Ahora, gracias a la potente antena parabólica, estoy viendo Lamerica en una cadena norteamericana y estoy convencido de que alguien que he conocido durante los primeros diez años de mi vida –un compañero de la elementary school del que he olvidado el nombre, o un vecino que era amigo de mis padres– puede estar viéndola conmigo. En España son las ocho y media de la mañana (aún no me he levantado de mi cama-sofá) y me cuesta seguir los diálogos. Pero me gusta esta sensación de ver cine con elípticos compañeros de piso que llevan unas horas despiertos, que fuman, comen o echan una cabezada en Maine, Buenos Aires o Tokio. Algo bueno debía de tener la globalización, aunque estoy seguro de que sentirse acompañado por fantasmas no es algo que mucha gente aprecie.
Cuando termina, cambio de canal y pongo un programa de cocina en Televisión Española, así es que me despido de un montón de gente para estar con otra mucho más heterodoxa y que, en general, tiene mucho menos que ver conmigo. Sospecho que la audiencia es en general femenina, y eso me gusta. A veces, en casa de Teresa, mientras fregaba los platos, dejaba puesta una cadena de telenovelas para escuchar el rumor del español americano filtrarse por las habitaciones porque la compañía de aquellas mujeres me recordaba a mi madre.
Me levanto del sofá y camino lentamente hasta la ventana. Hoy es uno de esos días sucios que tanto me estimulan. El mar está como una pista de hielo y tiene el mismo color que el firmamento. Es imposible diferenciarlos, y si no fuera porque sé donde estoy, pensaría que el mundo termina aquí, que tras la orilla hay un enorme precipicio. La imagen que veo desde el salón de la casa de Lorente parece uno de esos cuadros con trampantojo. Tan pronto como ves una esquina, empiezas a ver un rincón. Puedo pasarme diez minutos seguidos mirando por la cristalera.
Me tumbo de nuevo en la cama y cambio de canal. Unos simpáticos oficinistas conversan sobre el gran problema de nuestro país, el empleo.
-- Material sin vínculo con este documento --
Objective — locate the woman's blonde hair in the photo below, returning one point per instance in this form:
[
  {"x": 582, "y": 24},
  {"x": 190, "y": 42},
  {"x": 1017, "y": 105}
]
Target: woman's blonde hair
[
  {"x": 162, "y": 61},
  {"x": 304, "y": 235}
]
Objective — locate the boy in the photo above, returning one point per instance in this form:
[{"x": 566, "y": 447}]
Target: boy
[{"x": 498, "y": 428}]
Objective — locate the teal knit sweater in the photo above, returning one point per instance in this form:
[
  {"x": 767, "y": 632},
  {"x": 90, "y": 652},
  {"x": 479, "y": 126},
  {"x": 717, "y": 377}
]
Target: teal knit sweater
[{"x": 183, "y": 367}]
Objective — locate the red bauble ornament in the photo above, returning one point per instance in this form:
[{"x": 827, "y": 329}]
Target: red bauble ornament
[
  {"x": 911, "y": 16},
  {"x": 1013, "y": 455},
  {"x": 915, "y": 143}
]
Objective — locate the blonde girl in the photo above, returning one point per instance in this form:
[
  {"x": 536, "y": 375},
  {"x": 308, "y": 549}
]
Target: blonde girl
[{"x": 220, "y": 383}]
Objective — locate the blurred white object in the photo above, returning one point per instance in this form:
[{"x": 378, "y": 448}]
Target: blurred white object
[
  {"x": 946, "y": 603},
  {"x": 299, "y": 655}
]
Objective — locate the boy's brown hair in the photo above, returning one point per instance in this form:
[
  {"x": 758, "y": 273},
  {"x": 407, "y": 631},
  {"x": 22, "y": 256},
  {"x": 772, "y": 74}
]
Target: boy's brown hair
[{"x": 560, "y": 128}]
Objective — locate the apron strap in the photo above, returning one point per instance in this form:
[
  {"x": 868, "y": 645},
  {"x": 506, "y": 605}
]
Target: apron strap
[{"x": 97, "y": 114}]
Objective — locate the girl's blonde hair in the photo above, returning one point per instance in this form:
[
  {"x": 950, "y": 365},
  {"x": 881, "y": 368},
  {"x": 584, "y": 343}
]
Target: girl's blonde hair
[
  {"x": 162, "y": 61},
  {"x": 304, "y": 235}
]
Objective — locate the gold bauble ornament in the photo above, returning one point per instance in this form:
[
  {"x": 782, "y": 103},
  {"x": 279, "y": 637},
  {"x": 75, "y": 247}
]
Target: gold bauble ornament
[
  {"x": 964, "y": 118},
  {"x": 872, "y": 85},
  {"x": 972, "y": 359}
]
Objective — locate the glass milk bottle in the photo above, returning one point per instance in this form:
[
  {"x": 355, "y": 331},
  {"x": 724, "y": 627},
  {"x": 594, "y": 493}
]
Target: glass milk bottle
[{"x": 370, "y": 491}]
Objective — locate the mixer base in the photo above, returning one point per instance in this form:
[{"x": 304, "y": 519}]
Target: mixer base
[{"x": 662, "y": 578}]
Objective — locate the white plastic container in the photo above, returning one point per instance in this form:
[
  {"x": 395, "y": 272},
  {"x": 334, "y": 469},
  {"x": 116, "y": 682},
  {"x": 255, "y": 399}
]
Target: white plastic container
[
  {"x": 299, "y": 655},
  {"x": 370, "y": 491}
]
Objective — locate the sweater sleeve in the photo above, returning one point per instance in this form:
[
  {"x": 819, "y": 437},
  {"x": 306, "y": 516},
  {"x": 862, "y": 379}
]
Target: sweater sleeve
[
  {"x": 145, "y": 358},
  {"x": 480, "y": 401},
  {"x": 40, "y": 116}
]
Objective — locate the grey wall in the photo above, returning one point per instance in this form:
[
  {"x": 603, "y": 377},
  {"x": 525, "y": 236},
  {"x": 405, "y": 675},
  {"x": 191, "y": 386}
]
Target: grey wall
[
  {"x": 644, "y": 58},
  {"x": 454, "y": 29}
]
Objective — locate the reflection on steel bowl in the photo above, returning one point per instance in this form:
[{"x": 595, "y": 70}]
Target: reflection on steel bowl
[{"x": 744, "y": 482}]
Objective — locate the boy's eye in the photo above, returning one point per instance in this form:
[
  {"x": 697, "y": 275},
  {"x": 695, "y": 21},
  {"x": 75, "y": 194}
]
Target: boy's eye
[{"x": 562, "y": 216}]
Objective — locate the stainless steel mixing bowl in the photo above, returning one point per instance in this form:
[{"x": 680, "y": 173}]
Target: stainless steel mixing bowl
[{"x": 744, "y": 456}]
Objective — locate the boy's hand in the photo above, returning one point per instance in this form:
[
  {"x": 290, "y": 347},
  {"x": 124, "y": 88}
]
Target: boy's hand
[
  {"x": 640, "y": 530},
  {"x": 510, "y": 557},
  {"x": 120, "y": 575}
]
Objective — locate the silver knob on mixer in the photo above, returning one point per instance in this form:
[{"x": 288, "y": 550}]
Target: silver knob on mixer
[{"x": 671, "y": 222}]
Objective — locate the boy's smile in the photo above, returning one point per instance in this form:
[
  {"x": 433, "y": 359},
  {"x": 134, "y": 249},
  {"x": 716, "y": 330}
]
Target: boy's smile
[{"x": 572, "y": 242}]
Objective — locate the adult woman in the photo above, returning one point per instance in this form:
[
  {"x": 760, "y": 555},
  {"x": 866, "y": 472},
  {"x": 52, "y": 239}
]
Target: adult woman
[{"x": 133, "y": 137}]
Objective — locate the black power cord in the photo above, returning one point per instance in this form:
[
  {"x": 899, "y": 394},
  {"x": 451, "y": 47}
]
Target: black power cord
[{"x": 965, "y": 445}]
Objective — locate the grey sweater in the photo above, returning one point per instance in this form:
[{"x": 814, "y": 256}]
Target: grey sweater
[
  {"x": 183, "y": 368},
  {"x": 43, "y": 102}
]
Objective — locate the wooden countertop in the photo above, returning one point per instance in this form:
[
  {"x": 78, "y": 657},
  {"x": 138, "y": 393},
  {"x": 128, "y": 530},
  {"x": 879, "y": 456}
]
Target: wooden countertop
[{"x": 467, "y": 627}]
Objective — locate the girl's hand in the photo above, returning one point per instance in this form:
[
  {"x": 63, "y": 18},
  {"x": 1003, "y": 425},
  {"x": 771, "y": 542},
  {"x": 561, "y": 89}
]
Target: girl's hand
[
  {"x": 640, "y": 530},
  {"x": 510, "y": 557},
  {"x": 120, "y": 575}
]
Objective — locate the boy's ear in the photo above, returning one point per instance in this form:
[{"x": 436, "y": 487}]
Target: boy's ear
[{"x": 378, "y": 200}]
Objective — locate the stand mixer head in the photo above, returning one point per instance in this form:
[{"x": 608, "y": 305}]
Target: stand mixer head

No entiendo lo que dicen, pero debe de ser algo gracioso porque ahora se ríen (moderadamente). Puede que sea porque ellos sí tienen trabajo y no están obligados a buscarlo ni a compadecerse por ello. Uno de los que hablan es una mujer guapa y agradable. Me gustaría que estuviera aquí en el salón y que me hiciera un café mientras me habla con su voz dulce de mis posibilidades de futuro.
No me sienta bien fumar con el estómago vacío. Además, solo puedo disfrutar realmente la primera o la segunda calada. Pero algo me activa. Consigo ir a la cocina y hacerme un café muy cargado.
He sacado del garaje mi mochila y la he llenado con la ropa del sofá y con la que he visto colgada en el tendedero del pequeño patio trasero de la cocina (no pensaba que hubiera nada en las cuerdas: los calzoncillos y los calcetines parecen trozos de cartón). No sé si Lorente y su mujer volverán antes de que yo lo haga, pero no tengo ánimos para ponerme a fregar los suelos y el baño. También cabe la posibilidad de que no vuelva. Nunca se sabe.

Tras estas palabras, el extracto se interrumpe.